The UK dive expedition took place on August 15th, based out of Royal Quays marina, Newcastle. The recovery saw volunteers from Ghost Diving UK visit two wreck locations and included 7 divers.
The first dive focused on the wreck of SS Mars, an 80-metre-long Swedish steam engine boat destroyed in 1939 when it detonated a German mine. A large ghost fishing net covered the wreck 33 metres below sea, with the team using lift bags to bring the 15m long trawler net weighing 125kg to the surface, before being manually lifted onto the boat.
We work with Healthy seas to support the removal of ghost fishing nets and do our bit locally. Success on a dive like this would be lifting the nets, as they are catching aquatic life which is dying in the process.

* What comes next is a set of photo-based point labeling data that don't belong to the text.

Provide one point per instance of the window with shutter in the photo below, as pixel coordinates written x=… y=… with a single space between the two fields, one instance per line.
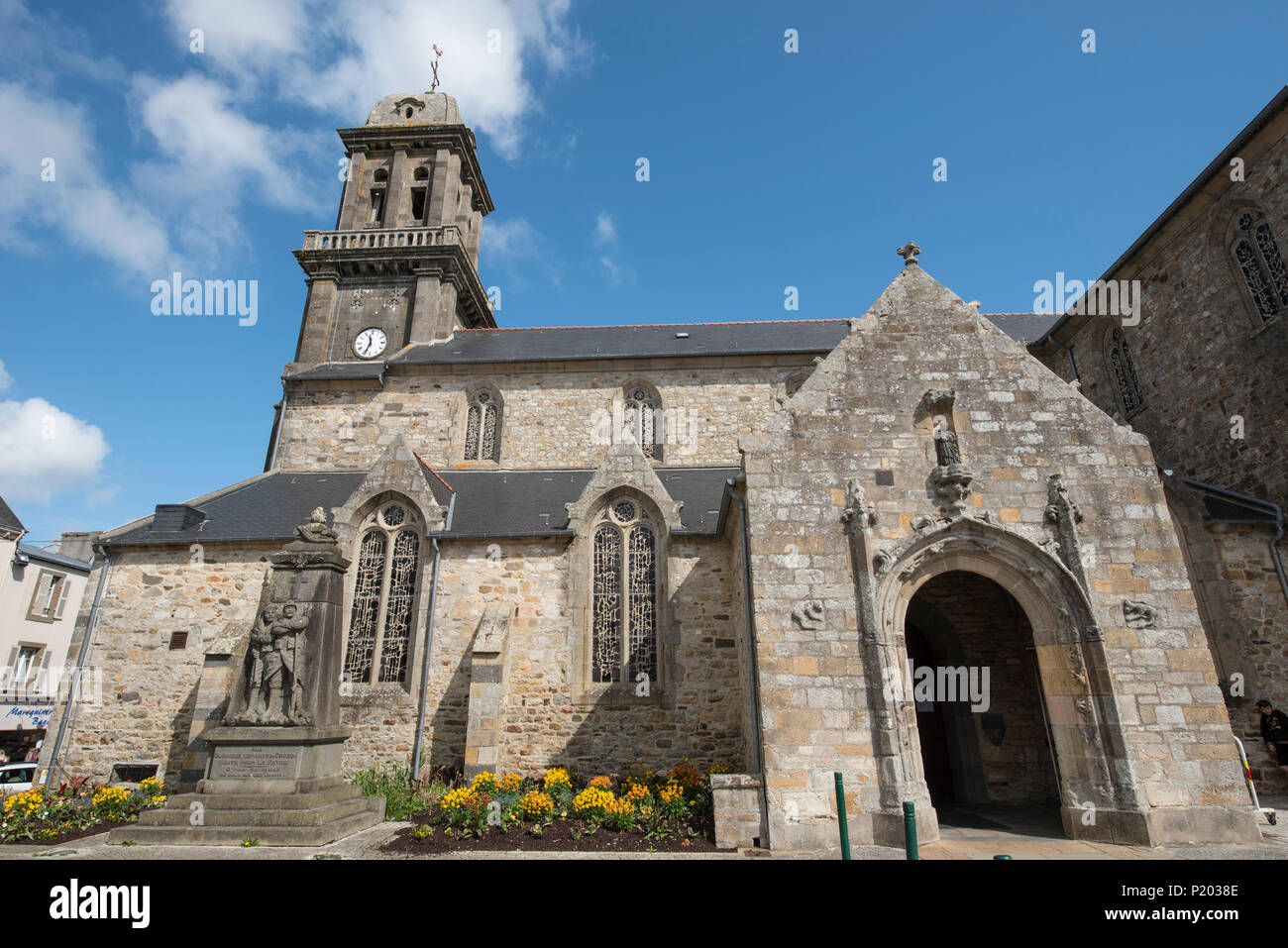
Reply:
x=47 y=600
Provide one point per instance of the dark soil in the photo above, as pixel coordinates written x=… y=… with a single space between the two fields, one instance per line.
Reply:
x=555 y=837
x=72 y=835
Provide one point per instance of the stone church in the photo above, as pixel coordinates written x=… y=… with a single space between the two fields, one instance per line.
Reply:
x=725 y=543
x=1203 y=376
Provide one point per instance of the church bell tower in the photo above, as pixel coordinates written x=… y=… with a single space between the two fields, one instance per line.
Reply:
x=400 y=265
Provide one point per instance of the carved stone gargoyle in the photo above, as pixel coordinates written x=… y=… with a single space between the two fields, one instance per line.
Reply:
x=316 y=530
x=1138 y=614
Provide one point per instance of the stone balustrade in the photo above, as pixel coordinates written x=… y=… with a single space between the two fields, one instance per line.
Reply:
x=381 y=237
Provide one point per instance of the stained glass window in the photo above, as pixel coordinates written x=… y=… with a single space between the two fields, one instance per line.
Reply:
x=639 y=412
x=1256 y=254
x=1124 y=369
x=482 y=428
x=384 y=596
x=623 y=587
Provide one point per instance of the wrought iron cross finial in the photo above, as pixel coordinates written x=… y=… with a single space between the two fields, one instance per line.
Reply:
x=433 y=65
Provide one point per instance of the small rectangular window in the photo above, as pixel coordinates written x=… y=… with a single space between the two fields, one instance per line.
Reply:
x=25 y=665
x=50 y=599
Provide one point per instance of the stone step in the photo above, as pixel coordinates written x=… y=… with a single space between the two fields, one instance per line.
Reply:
x=263 y=815
x=261 y=801
x=267 y=835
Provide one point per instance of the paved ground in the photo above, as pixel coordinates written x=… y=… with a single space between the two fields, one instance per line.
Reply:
x=966 y=833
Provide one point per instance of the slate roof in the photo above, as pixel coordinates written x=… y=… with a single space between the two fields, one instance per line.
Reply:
x=488 y=504
x=8 y=519
x=53 y=558
x=262 y=509
x=344 y=369
x=531 y=502
x=661 y=340
x=1022 y=326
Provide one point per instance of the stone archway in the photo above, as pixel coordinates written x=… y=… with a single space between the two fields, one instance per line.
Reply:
x=979 y=704
x=1095 y=776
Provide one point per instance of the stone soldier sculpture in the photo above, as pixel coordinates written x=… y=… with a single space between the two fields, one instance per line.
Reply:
x=261 y=647
x=283 y=694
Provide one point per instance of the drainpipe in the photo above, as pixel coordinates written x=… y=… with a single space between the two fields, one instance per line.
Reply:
x=277 y=430
x=1256 y=502
x=429 y=642
x=73 y=690
x=751 y=629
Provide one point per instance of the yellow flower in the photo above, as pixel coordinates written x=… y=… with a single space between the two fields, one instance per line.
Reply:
x=557 y=779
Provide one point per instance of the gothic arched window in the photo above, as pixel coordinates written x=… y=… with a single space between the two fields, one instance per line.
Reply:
x=1256 y=257
x=483 y=428
x=1122 y=368
x=623 y=588
x=384 y=595
x=642 y=408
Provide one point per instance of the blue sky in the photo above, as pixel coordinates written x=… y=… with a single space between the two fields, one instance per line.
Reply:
x=768 y=168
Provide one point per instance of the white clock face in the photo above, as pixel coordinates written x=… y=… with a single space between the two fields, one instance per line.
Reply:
x=370 y=343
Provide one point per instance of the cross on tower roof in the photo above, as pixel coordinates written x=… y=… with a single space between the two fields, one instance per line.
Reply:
x=433 y=65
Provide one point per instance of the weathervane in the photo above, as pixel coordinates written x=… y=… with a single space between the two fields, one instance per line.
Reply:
x=434 y=67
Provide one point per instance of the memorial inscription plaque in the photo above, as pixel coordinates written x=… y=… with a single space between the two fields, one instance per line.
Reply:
x=256 y=764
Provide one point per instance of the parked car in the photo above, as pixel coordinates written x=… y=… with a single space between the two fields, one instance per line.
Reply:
x=14 y=779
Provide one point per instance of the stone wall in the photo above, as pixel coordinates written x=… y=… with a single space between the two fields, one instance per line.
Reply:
x=1203 y=355
x=1149 y=694
x=149 y=689
x=553 y=416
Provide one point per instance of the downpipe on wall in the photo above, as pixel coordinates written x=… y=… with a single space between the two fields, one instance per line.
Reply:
x=429 y=642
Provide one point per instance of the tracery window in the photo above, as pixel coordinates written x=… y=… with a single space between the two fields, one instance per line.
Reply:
x=1256 y=256
x=623 y=588
x=384 y=596
x=482 y=428
x=640 y=411
x=1124 y=369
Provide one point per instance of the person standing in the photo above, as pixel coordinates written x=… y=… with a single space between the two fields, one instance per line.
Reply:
x=1274 y=732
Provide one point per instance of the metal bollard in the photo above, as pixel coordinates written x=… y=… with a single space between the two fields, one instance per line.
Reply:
x=910 y=830
x=840 y=815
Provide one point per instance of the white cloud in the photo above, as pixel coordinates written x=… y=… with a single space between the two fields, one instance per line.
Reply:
x=46 y=451
x=614 y=272
x=604 y=230
x=102 y=494
x=507 y=239
x=214 y=158
x=344 y=55
x=76 y=202
x=215 y=138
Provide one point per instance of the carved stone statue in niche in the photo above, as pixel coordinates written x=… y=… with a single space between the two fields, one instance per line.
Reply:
x=947 y=450
x=858 y=510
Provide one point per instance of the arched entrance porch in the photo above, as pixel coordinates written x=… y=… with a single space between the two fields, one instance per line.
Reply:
x=1086 y=753
x=986 y=746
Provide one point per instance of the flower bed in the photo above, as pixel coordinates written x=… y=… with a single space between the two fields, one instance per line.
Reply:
x=668 y=811
x=76 y=809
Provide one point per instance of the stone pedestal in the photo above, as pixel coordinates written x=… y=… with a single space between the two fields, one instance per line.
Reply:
x=281 y=786
x=273 y=771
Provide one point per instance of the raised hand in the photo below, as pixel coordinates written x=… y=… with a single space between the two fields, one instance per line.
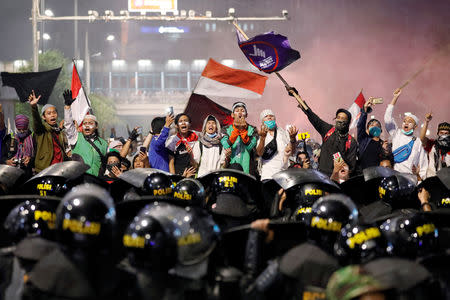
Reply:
x=68 y=100
x=32 y=99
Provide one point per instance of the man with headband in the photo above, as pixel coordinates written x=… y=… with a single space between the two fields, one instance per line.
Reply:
x=240 y=138
x=49 y=137
x=87 y=144
x=409 y=155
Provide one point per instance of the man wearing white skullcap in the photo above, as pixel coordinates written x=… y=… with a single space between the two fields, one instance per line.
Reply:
x=274 y=145
x=409 y=155
x=85 y=144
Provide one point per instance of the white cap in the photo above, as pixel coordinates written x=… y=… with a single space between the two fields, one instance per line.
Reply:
x=416 y=119
x=90 y=117
x=265 y=113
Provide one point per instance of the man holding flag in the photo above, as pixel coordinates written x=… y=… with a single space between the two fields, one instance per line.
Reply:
x=85 y=144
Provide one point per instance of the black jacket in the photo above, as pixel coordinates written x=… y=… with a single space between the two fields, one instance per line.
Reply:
x=334 y=143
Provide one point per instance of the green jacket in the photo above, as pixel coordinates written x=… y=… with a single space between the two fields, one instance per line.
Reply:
x=240 y=152
x=89 y=154
x=43 y=136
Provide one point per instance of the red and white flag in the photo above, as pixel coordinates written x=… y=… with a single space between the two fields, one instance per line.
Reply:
x=81 y=105
x=223 y=81
x=355 y=109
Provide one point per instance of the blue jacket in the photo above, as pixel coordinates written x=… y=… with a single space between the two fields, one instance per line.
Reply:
x=158 y=154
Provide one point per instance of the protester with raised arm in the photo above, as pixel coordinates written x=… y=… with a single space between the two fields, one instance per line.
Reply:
x=240 y=137
x=272 y=145
x=336 y=141
x=406 y=148
x=87 y=143
x=49 y=136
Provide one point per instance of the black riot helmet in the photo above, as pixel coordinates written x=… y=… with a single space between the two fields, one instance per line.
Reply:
x=360 y=243
x=32 y=217
x=232 y=193
x=301 y=198
x=194 y=232
x=410 y=235
x=190 y=192
x=50 y=186
x=396 y=190
x=86 y=220
x=157 y=184
x=148 y=245
x=328 y=216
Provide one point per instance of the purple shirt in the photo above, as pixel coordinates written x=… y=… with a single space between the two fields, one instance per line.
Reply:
x=158 y=155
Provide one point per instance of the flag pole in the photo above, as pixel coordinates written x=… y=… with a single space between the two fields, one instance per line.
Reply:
x=286 y=84
x=87 y=98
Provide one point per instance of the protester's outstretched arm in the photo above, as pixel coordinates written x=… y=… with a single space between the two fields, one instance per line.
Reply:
x=423 y=131
x=37 y=120
x=171 y=164
x=147 y=141
x=262 y=140
x=389 y=121
x=133 y=136
x=2 y=118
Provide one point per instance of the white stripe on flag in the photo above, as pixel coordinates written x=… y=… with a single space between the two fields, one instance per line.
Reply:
x=210 y=87
x=79 y=107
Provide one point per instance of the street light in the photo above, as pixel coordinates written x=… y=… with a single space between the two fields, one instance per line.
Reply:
x=49 y=13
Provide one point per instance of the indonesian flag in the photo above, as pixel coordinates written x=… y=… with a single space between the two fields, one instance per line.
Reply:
x=355 y=109
x=223 y=81
x=81 y=105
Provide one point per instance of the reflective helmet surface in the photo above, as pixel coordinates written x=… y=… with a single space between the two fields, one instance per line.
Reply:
x=190 y=191
x=328 y=216
x=51 y=186
x=302 y=198
x=410 y=235
x=157 y=184
x=360 y=243
x=194 y=231
x=86 y=219
x=396 y=190
x=148 y=245
x=32 y=217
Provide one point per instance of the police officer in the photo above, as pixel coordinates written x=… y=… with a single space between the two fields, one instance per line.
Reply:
x=86 y=236
x=303 y=272
x=169 y=247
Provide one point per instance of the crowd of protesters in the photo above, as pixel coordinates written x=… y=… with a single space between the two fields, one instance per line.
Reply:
x=237 y=211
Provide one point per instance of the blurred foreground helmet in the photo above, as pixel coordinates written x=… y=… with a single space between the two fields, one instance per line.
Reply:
x=410 y=235
x=190 y=192
x=396 y=190
x=86 y=219
x=360 y=243
x=195 y=234
x=32 y=217
x=148 y=245
x=157 y=184
x=328 y=216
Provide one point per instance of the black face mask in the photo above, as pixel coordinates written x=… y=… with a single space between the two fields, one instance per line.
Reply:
x=443 y=142
x=342 y=126
x=110 y=166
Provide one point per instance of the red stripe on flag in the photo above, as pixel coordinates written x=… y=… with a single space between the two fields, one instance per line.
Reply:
x=239 y=78
x=360 y=100
x=76 y=82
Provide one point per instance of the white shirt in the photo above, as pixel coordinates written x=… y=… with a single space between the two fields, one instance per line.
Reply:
x=418 y=155
x=210 y=160
x=278 y=162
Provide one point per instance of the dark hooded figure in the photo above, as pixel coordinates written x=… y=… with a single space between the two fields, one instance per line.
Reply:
x=335 y=139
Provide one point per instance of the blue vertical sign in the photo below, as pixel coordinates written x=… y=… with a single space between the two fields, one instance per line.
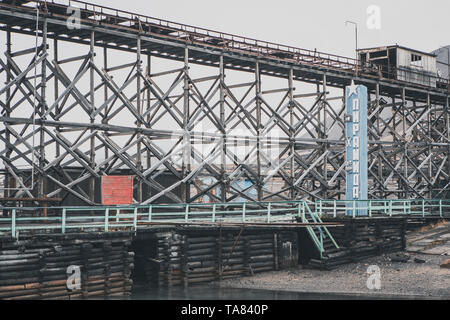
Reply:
x=356 y=149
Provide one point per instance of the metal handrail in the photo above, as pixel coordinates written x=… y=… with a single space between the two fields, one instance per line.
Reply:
x=191 y=33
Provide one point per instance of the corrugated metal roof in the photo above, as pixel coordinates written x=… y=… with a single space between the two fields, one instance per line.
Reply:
x=399 y=47
x=443 y=61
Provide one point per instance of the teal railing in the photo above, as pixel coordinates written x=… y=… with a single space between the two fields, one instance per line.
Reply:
x=386 y=207
x=113 y=218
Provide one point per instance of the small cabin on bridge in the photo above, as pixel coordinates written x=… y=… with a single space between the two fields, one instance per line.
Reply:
x=400 y=63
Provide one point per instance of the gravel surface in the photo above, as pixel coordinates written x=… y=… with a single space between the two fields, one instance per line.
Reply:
x=397 y=278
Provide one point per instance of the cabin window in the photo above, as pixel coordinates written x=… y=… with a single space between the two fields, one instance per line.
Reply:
x=416 y=60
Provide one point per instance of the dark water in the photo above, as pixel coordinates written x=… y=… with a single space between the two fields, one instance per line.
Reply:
x=217 y=293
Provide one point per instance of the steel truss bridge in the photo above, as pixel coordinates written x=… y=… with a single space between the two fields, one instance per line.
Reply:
x=69 y=119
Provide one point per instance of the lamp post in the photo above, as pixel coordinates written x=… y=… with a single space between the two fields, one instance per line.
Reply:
x=356 y=35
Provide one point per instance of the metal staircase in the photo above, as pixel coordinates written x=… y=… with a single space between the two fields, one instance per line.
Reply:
x=320 y=235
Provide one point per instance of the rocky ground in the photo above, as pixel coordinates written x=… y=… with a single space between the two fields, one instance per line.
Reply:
x=397 y=278
x=409 y=278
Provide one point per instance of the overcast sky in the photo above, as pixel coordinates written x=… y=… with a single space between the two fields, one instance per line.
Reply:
x=422 y=25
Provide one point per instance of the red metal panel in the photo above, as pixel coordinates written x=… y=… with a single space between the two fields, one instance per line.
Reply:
x=117 y=190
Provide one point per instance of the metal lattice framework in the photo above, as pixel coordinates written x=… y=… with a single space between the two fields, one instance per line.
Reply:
x=76 y=119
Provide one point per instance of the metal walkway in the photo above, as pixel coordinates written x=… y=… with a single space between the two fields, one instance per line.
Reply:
x=266 y=214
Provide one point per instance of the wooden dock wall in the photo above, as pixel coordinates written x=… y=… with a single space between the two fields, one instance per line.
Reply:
x=191 y=257
x=36 y=267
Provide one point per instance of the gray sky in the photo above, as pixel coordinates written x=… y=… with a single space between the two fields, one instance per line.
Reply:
x=422 y=25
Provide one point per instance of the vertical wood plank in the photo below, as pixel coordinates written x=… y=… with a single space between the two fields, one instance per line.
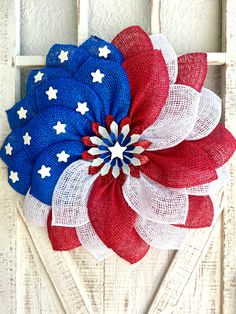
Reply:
x=155 y=17
x=229 y=216
x=8 y=211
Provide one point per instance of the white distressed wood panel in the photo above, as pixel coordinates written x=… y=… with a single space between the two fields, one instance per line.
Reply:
x=8 y=211
x=74 y=282
x=229 y=218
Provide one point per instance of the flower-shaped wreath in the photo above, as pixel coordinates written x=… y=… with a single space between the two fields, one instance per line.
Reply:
x=118 y=146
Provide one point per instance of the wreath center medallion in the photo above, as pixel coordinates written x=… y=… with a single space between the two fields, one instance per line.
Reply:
x=114 y=148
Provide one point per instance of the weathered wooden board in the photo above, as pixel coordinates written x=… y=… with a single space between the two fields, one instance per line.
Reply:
x=34 y=279
x=8 y=210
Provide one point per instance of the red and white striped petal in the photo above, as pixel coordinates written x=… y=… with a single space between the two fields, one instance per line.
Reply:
x=92 y=243
x=176 y=120
x=161 y=236
x=211 y=187
x=160 y=42
x=35 y=211
x=156 y=202
x=209 y=114
x=70 y=196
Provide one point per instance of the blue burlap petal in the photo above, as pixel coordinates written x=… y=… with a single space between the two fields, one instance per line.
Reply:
x=43 y=189
x=48 y=74
x=114 y=90
x=70 y=93
x=75 y=89
x=78 y=55
x=28 y=103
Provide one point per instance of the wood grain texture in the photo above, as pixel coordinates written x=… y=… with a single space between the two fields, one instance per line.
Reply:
x=199 y=279
x=8 y=211
x=229 y=217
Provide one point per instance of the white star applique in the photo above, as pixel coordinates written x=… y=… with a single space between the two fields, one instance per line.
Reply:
x=82 y=107
x=62 y=156
x=117 y=151
x=27 y=139
x=104 y=52
x=38 y=77
x=97 y=76
x=44 y=171
x=14 y=176
x=59 y=127
x=8 y=149
x=63 y=56
x=52 y=93
x=22 y=113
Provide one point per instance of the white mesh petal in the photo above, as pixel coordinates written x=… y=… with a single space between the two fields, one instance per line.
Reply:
x=209 y=114
x=161 y=236
x=92 y=243
x=155 y=202
x=160 y=42
x=35 y=211
x=176 y=120
x=212 y=187
x=70 y=196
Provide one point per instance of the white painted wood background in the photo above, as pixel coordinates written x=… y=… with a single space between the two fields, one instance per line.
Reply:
x=34 y=279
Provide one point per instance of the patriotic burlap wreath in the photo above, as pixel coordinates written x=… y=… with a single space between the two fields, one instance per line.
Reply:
x=117 y=146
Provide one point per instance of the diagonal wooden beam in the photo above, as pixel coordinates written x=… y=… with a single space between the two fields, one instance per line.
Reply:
x=183 y=265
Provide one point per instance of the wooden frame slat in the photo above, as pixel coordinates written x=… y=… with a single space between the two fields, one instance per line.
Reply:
x=8 y=221
x=184 y=263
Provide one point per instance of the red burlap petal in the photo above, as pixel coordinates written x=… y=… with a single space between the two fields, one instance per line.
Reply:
x=62 y=238
x=184 y=165
x=132 y=41
x=192 y=70
x=219 y=145
x=149 y=85
x=113 y=220
x=200 y=214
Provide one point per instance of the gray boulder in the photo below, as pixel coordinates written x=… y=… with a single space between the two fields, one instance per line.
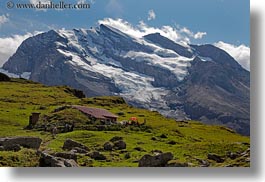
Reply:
x=159 y=160
x=116 y=138
x=13 y=143
x=108 y=146
x=174 y=163
x=215 y=158
x=66 y=155
x=97 y=156
x=79 y=150
x=47 y=160
x=70 y=144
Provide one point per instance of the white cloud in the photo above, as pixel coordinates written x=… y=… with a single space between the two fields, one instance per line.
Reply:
x=114 y=8
x=9 y=45
x=180 y=35
x=151 y=15
x=42 y=2
x=4 y=19
x=198 y=35
x=92 y=1
x=81 y=1
x=240 y=53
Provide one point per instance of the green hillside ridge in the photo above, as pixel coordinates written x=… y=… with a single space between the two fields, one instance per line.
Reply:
x=189 y=141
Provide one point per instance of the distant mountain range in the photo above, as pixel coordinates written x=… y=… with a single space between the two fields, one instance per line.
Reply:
x=200 y=82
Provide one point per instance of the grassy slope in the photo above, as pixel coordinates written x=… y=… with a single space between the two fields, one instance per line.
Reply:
x=193 y=140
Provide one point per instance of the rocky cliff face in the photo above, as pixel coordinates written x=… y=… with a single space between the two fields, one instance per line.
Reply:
x=180 y=81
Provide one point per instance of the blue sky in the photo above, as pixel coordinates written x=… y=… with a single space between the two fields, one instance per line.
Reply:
x=222 y=20
x=224 y=23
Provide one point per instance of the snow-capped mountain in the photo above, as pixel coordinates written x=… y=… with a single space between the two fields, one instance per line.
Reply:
x=154 y=72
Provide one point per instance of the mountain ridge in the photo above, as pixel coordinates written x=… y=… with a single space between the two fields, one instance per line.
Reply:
x=152 y=72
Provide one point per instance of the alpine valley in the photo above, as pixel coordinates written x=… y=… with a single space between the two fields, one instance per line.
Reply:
x=198 y=82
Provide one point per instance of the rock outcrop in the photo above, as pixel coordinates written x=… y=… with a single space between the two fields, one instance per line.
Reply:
x=71 y=144
x=159 y=160
x=47 y=160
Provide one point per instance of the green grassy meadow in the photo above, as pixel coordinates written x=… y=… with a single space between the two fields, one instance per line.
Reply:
x=191 y=141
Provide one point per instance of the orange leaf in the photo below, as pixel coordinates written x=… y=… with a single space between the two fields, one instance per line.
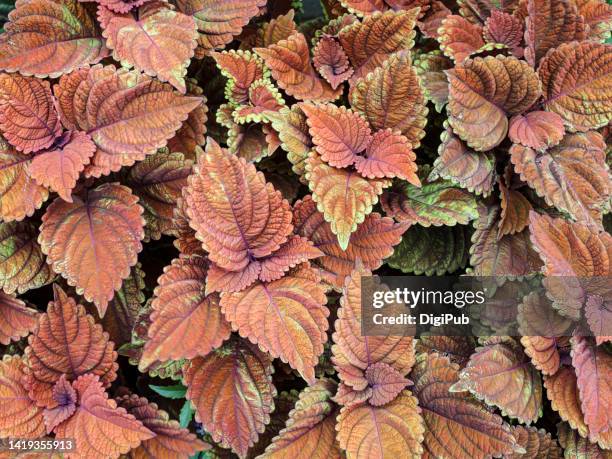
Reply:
x=538 y=130
x=462 y=165
x=372 y=242
x=338 y=133
x=22 y=263
x=20 y=195
x=50 y=38
x=161 y=43
x=59 y=167
x=572 y=176
x=310 y=430
x=158 y=182
x=285 y=317
x=343 y=196
x=459 y=38
x=98 y=427
x=388 y=155
x=289 y=61
x=170 y=439
x=218 y=26
x=391 y=97
x=27 y=117
x=185 y=321
x=594 y=380
x=456 y=424
x=66 y=330
x=550 y=23
x=514 y=211
x=354 y=353
x=16 y=319
x=94 y=241
x=576 y=80
x=240 y=376
x=65 y=399
x=370 y=43
x=236 y=214
x=331 y=61
x=393 y=430
x=120 y=106
x=483 y=91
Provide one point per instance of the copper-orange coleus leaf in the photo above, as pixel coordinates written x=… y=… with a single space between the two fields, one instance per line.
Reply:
x=66 y=330
x=371 y=42
x=160 y=43
x=58 y=167
x=94 y=241
x=573 y=176
x=16 y=319
x=459 y=38
x=537 y=130
x=331 y=62
x=391 y=97
x=550 y=23
x=238 y=216
x=483 y=91
x=185 y=321
x=372 y=242
x=50 y=38
x=354 y=354
x=594 y=376
x=27 y=117
x=576 y=81
x=22 y=263
x=289 y=61
x=241 y=377
x=392 y=430
x=98 y=426
x=116 y=108
x=170 y=439
x=286 y=317
x=218 y=26
x=456 y=423
x=502 y=375
x=310 y=429
x=343 y=196
x=19 y=415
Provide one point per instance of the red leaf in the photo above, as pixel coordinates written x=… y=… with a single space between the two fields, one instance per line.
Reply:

It is really important we remove these from the sea.Duncan SimpsonNorth Coordinator Ghost Diving UK
The second dive location focused on SS Hanne, a wreck some 20 metres below sea where 18 abandoned lobster pots were recovered.
By collaborating with Healthy Seas, Hyundai is not only providing a cleaner environment for generations to come but also shaping sustainable futures for the communities it works with.
As a purpose-driven company, Hyundai understands that recycling and sustainability aren’t trends, but rather a need for our society. We are committed to the development of a sustainable society and partnering with Healthy Seas allows us to locally support our vision.Ashley AndrewManaging Director of Hyundai Motor UK
Protecting the ocean with Healthy Seas
The world’s seas and oceans play a major role in sustaining life on Earth, but they are constantly threatened. Hyundai has chosen to partner with Healthy Seas because the Dutch organisation strives to combat this issue.
Working with a network of partners, Healthy Seas ensures plastic waste is recycled into new materials in a circular economy. Reclaimed fishing nets and other nylon waste can become ECONYL®, a regenerated nylon yarn that can, in turn, be used to make new products.
Working together to improve communities
The partnership with Hyundai allows Healthy Seas to expand its programmes all over Europe. Initial partnership activities began in April 2021 with clean-up efforts in Greece, with follow up activities planned across Europe.
We’re excited to partner with Hyundai on a pan-European level. It is clear that we share the same passion for protecting the environment with Hyundai’s leadership in developing sustainable mobility solutions and our experience protecting marine ecosystems.Veronika MikosDirector of Healthy Seas
Hyundai’s main role in the partnership is supporting Healthy Seas with funding for the implementation of education and cleanup activities, such as the dive in Newcastle. Follow up UK activities are planned, with beach clean-ups and educational programmes playing an important role.